8

I have written this R package that takes ages (> 10s, sometimes up to 20-30s!) to load.

Every time the package loads, such as when building the package at the step "** testing if installed package can be loaded", or directly calling library("my.package"), nothing happens for 20s.

This makes everything painfully slow during development: building documentation, building the package, running R check...

Of course I have my suspicions (looking at you, dodgy dependency), but I need to gather evidence before axing it.

Is there a way to profile the loading of the package, in order to identify the cause? Or more generally, how can I figure out what is happening under the hood?

asachet
  • 6,620
  • 2
  • 30
  • 74
  • Maybe take a look at the times during build? Identify what takes a lot of time and fix? – NelsonGon Jul 16 '19 at 09:29
  • 1
    The slow step when building documentation is the loading (`"Loading my.package..."`).
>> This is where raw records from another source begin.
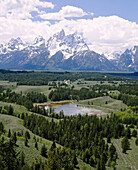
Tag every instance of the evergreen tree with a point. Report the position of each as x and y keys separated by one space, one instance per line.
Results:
x=74 y=160
x=53 y=146
x=26 y=142
x=9 y=133
x=44 y=151
x=134 y=133
x=125 y=144
x=36 y=145
x=136 y=141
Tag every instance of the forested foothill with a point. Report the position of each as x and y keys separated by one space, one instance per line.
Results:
x=77 y=142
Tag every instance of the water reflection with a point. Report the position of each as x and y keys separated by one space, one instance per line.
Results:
x=73 y=109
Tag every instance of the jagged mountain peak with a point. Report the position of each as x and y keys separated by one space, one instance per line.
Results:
x=60 y=35
x=39 y=39
x=67 y=44
x=15 y=41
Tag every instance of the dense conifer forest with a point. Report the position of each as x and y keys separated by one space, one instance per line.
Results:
x=75 y=138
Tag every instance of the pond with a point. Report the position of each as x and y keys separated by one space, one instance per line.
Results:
x=73 y=109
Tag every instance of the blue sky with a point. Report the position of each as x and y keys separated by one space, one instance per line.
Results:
x=127 y=9
x=106 y=25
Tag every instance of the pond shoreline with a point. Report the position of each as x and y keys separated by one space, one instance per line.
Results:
x=56 y=103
The slow step when building the package is "`** testing if installed package can be loaded`". Simply directly calling `library("my.package")` takes 10-20s. It really is the loading that seems to be slow. – asachet Jul 16 '19 at 10:19
  • 2
    Do you have anything that is done on load(attach?) or call some other packages at that step? – NelsonGon Jul 16 '19 at 10:31
  • 1
    @NelsonGon Not that I am aware of. My code in `/R` only defines functions and some small hard-coded vectors. I also have a small dataset in an `.rda` file in `/data`. I am pretty certain this comes from one of the dependencies doing things on attach, but I have over 30 so trial-and-error would be annoying (it's not just removing the package in DESCRIPTION but editing the NAMESPACE or removing the `@importFrom`, etc). I'd rather profile if possible, given that I can live with the issue for now. – asachet Jul 16 '19 at 10:42
  • Not sure if this helps but could take a look: https://stackoverflow.com/questions/10300769/how-to-load-packages-in-r-automatically or this(comment from Dason might be useful) https://stackoverflow.com/questions/42933479/how-to-speed-up-the-package-library-loading-time-in-r?noredirect=1&lq=1 Can't think of a more developer way. Maybe someone else knows a solution. – NelsonGon Jul 16 '19 at 11:16
  • Maybe you can interactively profile a call to `devtools::load_all`? – Alexis Jul 22 '19 at 17:46
  • 1
    can't you use *profvis* on `loadNamespace()` ? – moodymudskipper Jul 22 '19 at 23:42
  • @Alexis @Moody_Mudskipper Thanks for the suggestions. Unfortunately, the profiling shows a total duration of 500-700ms in both cases whereas the actual time is close to 20 seconds. Ignoring that, it does show that most of the time is spent in several `namespaceImportFrom` but it does not say which packages. Any other idea? – asachet Jul 23 '19 at 11:45
  • Have you shared your package on Github? If so, can you post the url? – Fred Boehm Jul 23 '19 at 21:38
  • Unfortunately this particular package is proprietary (developed at work) and we only publish our open-source packages. In any case, I think the question would benefit from a general answer rather than something specific to my package. – asachet Jul 24 '19 at 06:51
  • 1
    maybe create a R script that calls `library` on those *30* packages and profile this R script? – chinsoon12 Jul 25 '19 at 03:08
  • If the load time is caused by loading some other package on which your package depends, you should be able to see that by first loading that package (`library(dependency)`) and then loading your package. – Jan van der Laan Jul 25 '19 at 11:07

2 Answers2

2

So an issue with using the detach method from @davide-lorino is that if there are entangled depends or imports, it will fail, and fail hard.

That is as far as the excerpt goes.